Problems arise when there is joint action by a number of people to take a decision against someone. The allegations are second-hand, may not necessarily be backed up by facts, and the group usually only hears one side of the story. It is, in some lights, a kind of "kangaroo court" where the normal principles of English law do not come into play.
But then again, why should they? Nobody is suggesting that Pubwatch schemes have to be run like magistrates' courts or tribunals. Their principal objective, it seems to me, is to try and cut down on violence, disorder and criminal behaviour in their pubs. This is an outcome that surely even the police and the local community would welcome. If they take steps to ban troublemakers, then they are doing a public service to their thousands of customers who want to enjoy their pint in peace and quiet.
From this you will gather that I do not have too much time for the "infringement of human rights" argument in this context. I accept entirely that the Human Rights Act has an important part to play in ensuring that people are treated fairly. But it also plays in some instances too much of a part as a back-stop for lawyers who cannot think of anything else to argue.

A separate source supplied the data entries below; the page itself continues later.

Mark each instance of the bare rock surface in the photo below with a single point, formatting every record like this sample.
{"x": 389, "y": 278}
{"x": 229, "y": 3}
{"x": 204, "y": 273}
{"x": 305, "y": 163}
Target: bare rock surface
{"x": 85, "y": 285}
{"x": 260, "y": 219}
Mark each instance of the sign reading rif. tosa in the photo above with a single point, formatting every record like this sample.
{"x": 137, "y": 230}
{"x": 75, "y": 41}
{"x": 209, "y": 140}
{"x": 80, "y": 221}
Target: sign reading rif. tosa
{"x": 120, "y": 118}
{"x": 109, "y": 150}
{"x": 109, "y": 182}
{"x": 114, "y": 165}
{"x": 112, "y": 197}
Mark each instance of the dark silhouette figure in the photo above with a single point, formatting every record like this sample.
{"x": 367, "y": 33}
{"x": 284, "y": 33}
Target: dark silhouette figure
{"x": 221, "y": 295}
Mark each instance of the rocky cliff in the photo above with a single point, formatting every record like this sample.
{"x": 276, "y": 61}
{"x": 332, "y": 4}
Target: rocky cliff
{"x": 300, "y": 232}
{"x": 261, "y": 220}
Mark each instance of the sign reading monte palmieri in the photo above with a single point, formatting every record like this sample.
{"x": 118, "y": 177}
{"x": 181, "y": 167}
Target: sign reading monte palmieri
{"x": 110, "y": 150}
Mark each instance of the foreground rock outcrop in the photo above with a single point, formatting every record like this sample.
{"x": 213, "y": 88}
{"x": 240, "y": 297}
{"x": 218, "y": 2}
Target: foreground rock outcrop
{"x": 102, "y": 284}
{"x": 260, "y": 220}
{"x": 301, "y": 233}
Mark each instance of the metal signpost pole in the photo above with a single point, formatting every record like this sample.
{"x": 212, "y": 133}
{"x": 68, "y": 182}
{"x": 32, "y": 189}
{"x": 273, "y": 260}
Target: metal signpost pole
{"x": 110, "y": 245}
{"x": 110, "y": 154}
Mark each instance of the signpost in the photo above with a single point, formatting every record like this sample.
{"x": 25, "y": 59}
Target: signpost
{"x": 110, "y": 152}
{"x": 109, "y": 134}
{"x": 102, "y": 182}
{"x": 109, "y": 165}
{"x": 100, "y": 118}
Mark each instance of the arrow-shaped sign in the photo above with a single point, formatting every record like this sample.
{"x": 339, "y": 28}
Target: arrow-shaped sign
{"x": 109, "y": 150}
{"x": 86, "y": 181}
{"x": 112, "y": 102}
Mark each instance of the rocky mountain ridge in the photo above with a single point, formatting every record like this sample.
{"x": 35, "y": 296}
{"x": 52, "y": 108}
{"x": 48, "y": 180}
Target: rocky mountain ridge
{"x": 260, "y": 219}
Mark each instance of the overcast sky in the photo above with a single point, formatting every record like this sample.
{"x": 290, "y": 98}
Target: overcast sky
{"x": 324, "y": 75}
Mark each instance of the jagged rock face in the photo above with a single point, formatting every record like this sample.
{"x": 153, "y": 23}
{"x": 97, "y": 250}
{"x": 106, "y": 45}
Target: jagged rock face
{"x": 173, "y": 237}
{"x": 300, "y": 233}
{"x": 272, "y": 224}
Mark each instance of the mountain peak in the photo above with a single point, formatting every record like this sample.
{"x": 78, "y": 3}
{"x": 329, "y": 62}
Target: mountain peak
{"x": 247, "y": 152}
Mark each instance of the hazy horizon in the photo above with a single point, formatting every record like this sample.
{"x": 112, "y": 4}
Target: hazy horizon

To suggest that this particular Pubwatch acted "illegally and irrationally", as the lawyers are apparently claiming,
and that there were "procedural irregularities" all smacks of the arguments used against judicial or quasi-judicial bodies, whose actions are liable to scrutiny by the higher courts. But this is a volunteer group of pub licensees each of whom could ban at will anyone they wanted to, quite legally. They do not, it seems to me, have to act like a court themselves - quite the opposite. An informal ban would probably be a lot better than a formal one, which risks this kind of action.
What I hope happens is not just that this case is thrown out, but that the judges give a clear indication of the manner in which such bans may continue to be imposed without an ongoing fear of legal action. The main objective, which clearly the current Government shares, is that pubs should not be seen as a breeding ground for crime, disorder and drunkenness. It seems something of a paradox that an initiative from the trade seeking to support and implement that policy should be attacked by the legal profession.
This is why I still urge the Home Office to retain the "Ban the Thugs Act" provisions, which they seem hell-bent on removing from the statute book. It gives those many decent licensees a legal weapon to use against violent and unruly individuals who jeopardise their livelihood.